New ShoreTel ECC and CISCO UCCX feature – Text Messaging?

We continue to focus on call center strategies that optimize the caller experience by reducing or eliminating wait time. Now clearly, you have to be in a business that actually cares about customers, we don’t expect the IRS will be implementing this feature in the near future! In our last blog we took a look at the use of Smartphone based applications that can do the “wait” for you, alerting the call center to call you back when an agent is available to speak with you. We thought we would take the state of the art to the next level, and interface an SMS resource to the call center. Using this technology, you can have your clients send a text message to your call center. The call center receives the message and queues you for call back. When an agent becomes available, the call center places a call to the phone number that originated the text message.

The smart phone applications have the advantage of offering the user a visual menu to alert the call center as to the reason for the call. “Make a Service appointment” would be a different button then “My bill has an error”. The SMS or Text message, however, has the advantage of being interactive. Sending a text message to the phone number associated with “make a service appointment” or just texting “service” could trigger a return text message that indicates available service times and the estimated wait time for your agent to call and confirm the appointment. Text messages can also contain key customer service information that can be used to trigger the CRM application when the agent does call you back.

If you don’t mind a third party service bureau, or being on a list of competitors offering a similar call back functionality you might look at the emerging players in the Smartphone market. Both fastcustomer.com and Lucyphone.com are offering Smartphone applications that you can tap almost immediately. In either case, the technology is basically augmenting the call centers existing call back feature set. We have been implementing our early SMS to CC interfaces using Twiio scripts and have just written the return telephone number to the database containing the abandoned call or call back from queue requests. These applications are relatively straight forward to implement and can be customized and refined as you call center learns more about how your clients make use of the application. The advantage of SMS approach is that you can implement it with your existing call center technology and you do not need an outside service bureau or the creation of a new iPhone application.

Call Center technology is going through a comparatively vigorous revision. If you really care about the experience your customers have when they call you, the old Music-on-hold model may not be what you want. Basically, you want to call them when they want to talk to you! Don’t make them wait on hold for the next available agent. Have the next available agent call them! We think these programs can be funded in the overall reduction in telephone lines alone.
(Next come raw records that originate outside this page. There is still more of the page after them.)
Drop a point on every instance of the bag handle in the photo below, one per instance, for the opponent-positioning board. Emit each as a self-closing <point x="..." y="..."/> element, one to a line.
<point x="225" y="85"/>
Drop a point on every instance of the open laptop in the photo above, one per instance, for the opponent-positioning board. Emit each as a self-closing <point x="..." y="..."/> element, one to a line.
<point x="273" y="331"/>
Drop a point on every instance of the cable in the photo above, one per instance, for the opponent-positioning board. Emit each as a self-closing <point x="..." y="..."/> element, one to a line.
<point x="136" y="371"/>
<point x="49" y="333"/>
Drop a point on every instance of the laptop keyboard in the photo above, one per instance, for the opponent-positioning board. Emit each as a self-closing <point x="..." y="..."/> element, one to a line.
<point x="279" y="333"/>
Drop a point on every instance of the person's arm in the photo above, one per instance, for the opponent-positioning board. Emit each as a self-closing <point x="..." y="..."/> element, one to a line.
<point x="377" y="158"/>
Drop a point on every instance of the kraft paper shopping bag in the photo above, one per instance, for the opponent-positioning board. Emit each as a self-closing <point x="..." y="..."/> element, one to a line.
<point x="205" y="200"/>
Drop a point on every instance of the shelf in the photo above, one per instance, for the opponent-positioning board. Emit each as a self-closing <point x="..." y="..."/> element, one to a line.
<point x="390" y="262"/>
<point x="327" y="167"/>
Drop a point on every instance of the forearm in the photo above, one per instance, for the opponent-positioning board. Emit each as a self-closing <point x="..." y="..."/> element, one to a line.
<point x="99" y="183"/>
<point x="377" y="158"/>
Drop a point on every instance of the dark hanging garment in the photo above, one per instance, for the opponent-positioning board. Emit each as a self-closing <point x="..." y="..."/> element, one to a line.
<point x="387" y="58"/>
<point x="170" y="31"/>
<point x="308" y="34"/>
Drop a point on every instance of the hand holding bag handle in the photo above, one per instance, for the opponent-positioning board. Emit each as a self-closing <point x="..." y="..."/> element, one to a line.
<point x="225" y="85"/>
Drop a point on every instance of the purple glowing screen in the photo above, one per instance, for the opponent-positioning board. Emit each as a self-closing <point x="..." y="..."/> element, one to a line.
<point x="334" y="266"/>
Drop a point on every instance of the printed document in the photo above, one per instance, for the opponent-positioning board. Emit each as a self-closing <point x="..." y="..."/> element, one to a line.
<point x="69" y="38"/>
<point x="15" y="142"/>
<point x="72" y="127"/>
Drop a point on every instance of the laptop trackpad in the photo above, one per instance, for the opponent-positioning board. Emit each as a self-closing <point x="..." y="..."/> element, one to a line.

You can now size your call center based on how many agents you have not on how many clients are holding!

Send a note to DrVoIP@DrVoIP.com with comments and questions, or better yet, text us 702-553-2706!

New ECC Feature – Smartphone based “Visual IVR”!

Imagine that you go to a restaurant, ask for the menu and the waiter hands you a phone?   You lift the handset and hear “Thank you for coming to our Restaurant home of great food and fine dining.  For breakfast, please dial one; for Lunch dial two and for our dinner selections, please press three now”.    Sound like a scene from the theater of the absurd?   Using a touch tone telephone to self-navigate through a customer relationship interaction is just as absurd in this day of Internet connected Smart phones.   It occurs to me that Smart phones should be communicating with smart call centers that have adopted, the next frontier in call center technology, “visual” menus!

Most customers contacting your call center know exactly who they want to speak with, so why do we present an audio menu tree?   We do that because we need to collect information that will help route the call to the most appropriate customer service agent.   Like teaching pigs to fly, however, it only annoys the customers and burns up expensive call center resources.   Is there a better way?   Imagine a Smartphone application, like a visual restaurant menu,  that could take the client directly to a “call me back button” representing the desired menu selection. Clicking this button passes all the relevant  customer contact and account information to the Call Center and directly places the customer in the proper queue, talking directly to the proper customer service agent.  The Agent not only knows who the client is, they are on the phone when the customer is connected.  Even when there is not available agent, the Smartphone application can trigger the call back, holding the customers place in queue, all without the annoying prompts and the extended hold times that often result when navigating the usual maze of an audio based IVR system.

Using a combination of existing technologies,  ECC Smartphone applications can eliminate customer frustration, improve the customer shopping experience and dramatically impact call center operations.  The Smartphone application actually gathers all of the needed customer input information and bypasses the “automated attendant”, hitting the call center queue only if there is an available fully informed agent, armed with the correct CRM display available before directly engaging the customer.   No more hoping the Caller ID brings up the correct CRM page!  No more fumbling while waiting for the “screen pop”!  No more conversations with angry and frustrated clients who have been waiting in queue far to long.

This ECC application couples a call back strategy with a visual navigation menu on the customers smartphone that actually places a phone call to the agent and the customer simultaneously. The inbound call request acts more like a web page or email, but is handled by the phone system as if a caller were pressing digits after being answered by an automated attendant system.   All the information that the caller would have otherwise had to enter into the IVR system has already been collected and made available to the call center.   Congestion in the Call Center, does not result in a “queue” of callers holding on very expensive telephone lines.   The same “your estimated wait time” technology has been translated into Smartphone display estimating when your call back should be expected.

The first step is for us to map our your existing IVR or Digital Receptionist to enable us to create “buttons” that take callers, using the Smartphone Applications, to there desired end points.   As a second step we integrate this call flow into your existing call center, enabling “call back” when no agents are available.  Lastly, we make sure that the account information is collected and made available to your CRM solution before the call is present to either the agent or the customer! The internet is already in place and your customers already have smart phones.  More than likely, your company maintains a very sophisticated website, complete with shopping cart.  Rather than invest in building out the infrastructure that houses more telephone lines and more customer service agents, an investment is made in more fully integrating your existing CRM and Internet technologies toward the goal of higher customer satisfaction and retention.